Nélida, há muito consagrada, era movimento. Ela própria, a perigosa. Aquela senhora formal, rigorosa, jamais hermética, tinha segredos. Desejos. Razão por que nunca parou de produzir e se puxar. A maior brasileira que conheci estando também, sem favor, entre as maiores escritoras do Brasil em todos os tempos. A maior ensaísta, sem dúvida. (Na dúvida, recomendo “Filhos da América”).
— Está perigosíssimo, Andreazza — reforçava, provocadora.
Isso sempre me fascinou. Que tomasse riscos. Que se entusiasmasse — que se desafiasse e divertisse — com o imponderável da criação. Que se relacionasse com o produto — não raro incontrolável — da escrita com atrevimento, inquietude.
Aquela declaração confidente de que se envolvia com o perigo — algo inescapável, que a tomava como fado — era um tipo de senha também porque me comunicava que o livro em que trabalhasse se tornara inevitável. A periculosidade estava associada ao desenvolvimento dos personagens; ao instante em que se passavam a destinar. Falou-me a respeito, claramente, quando se dedicava ao último romance, “Um dia chegarei a Sagres”: que a obra era incontornável porque, afinal, eles já estavam na estrada. Que eu a programasse. A chegada do perigo era também a da certeza.
A obra era incontornável e publicá-la seria gesto de enfrentamento à peste. Não se renderia ao vírus. A literatura deveria combater a pandemia, mostrar saúde — vigor — e disseminar mensagem de esperança. Ela, Nélida, estava em casa, protegendo-se. Sua obra precisava estar ao alcance dos leitores. Foi o que me disse quando lhe sugeri que esperássemos por mais segurança — até comercial — para lançar o livro. Não. Tínhamos de imprimir, distribuir e comunicar — foi o que me disse. Era 2020. Tudo, incerteza. E ela estava certa. Não tinha tempo a perder. A editora que desse um jeito. Que fizesse uma boa campanha on-line. Havia meios para avançar. Fomos.
Ela era perigosa, mas não se governava senão sob um senso muito apurado de prudência. Daí por que a melhor conselheira. Para quem os gestos de audácia não se deveriam confundir com impulsos. Era corajosa porque responsável. Estimulava a ousadia, ao mesmo tempo impiedosa com a tolice. Dava broncas. Os passos deveriam ser dados para um objetivo e sob exame das possibilidades — das consequências. Ela tinha metas e estratégias. Valente, braba mesmo, não terá chegado aonde chegou sem cálculos.
Batalhou pelo espaço internacional que conquistou. O prestígio não lhe foi presenteado. Trabalhou para que sua obra circulasse. Entendeu cedo que estava inserida numa indústria complexa. Era necessário ser agenciada por profissionais influentes. Ter trânsito. Viajar, ao sacrifício de vida pessoal.
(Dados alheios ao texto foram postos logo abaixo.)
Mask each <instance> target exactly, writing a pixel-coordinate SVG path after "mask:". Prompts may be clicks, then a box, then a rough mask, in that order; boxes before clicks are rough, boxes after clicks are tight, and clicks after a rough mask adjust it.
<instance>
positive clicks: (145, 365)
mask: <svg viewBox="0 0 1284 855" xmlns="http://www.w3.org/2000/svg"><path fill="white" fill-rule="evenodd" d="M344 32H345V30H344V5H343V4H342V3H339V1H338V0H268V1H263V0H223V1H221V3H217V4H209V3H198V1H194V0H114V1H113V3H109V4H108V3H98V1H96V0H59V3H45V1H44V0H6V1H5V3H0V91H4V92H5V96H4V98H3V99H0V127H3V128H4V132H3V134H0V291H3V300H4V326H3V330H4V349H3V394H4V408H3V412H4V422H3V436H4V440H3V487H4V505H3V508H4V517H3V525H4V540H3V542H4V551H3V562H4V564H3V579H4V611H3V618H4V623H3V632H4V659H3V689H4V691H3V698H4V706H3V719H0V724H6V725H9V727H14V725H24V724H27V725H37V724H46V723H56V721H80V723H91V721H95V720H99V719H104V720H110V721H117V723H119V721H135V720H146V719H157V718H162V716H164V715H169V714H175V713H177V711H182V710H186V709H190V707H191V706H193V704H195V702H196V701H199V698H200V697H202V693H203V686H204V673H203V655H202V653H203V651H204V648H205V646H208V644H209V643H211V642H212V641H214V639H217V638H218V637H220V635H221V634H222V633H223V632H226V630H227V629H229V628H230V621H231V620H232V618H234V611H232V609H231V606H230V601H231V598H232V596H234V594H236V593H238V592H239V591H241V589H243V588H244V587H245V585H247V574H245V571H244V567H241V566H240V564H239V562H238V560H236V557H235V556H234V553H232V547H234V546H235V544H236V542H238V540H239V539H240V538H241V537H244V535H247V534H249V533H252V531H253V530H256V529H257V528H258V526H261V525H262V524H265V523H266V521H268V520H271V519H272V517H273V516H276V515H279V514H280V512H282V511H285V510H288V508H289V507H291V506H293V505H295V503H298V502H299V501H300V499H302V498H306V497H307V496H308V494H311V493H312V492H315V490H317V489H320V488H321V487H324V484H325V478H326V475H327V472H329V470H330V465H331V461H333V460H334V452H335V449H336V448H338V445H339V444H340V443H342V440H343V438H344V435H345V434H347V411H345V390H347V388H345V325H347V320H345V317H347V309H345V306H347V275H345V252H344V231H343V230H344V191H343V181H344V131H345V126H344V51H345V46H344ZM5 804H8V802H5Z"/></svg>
Intelectual pública, consciente das dificuldades impostas à mulher escritora, mulher escritora em português, que teve inserção política decisiva — voz em momentos históricos — sem levantar bandeiras partidárias. Nunca faltou à cultura brasileira.
Difícil que alguém tenha representado o Brasil tão bem — por tantas décadas, com tamanha consistência — quanto a galega Nélida Piñon. Sua compreensão do papel de escritora se fundia ao compromisso de representar o país mundo afora. Foi desbravadora. Botou o pé na porta. Nunca a vi falando publicamente sem que reverenciasse Machado de Assis, que propagandeava com a consciência de que defendia a literatura brasileira, o próprio Brasil. Era paixão e missão. Compromisso de uma vida.
Na última mensagem, desde Santiago de Compostela, contou-me — voz baixinha — que cumpria “rota profissional intensa, mas sobretudo uma rota do coração”.
Um projeto perigoso: um dia chegar a Nélida.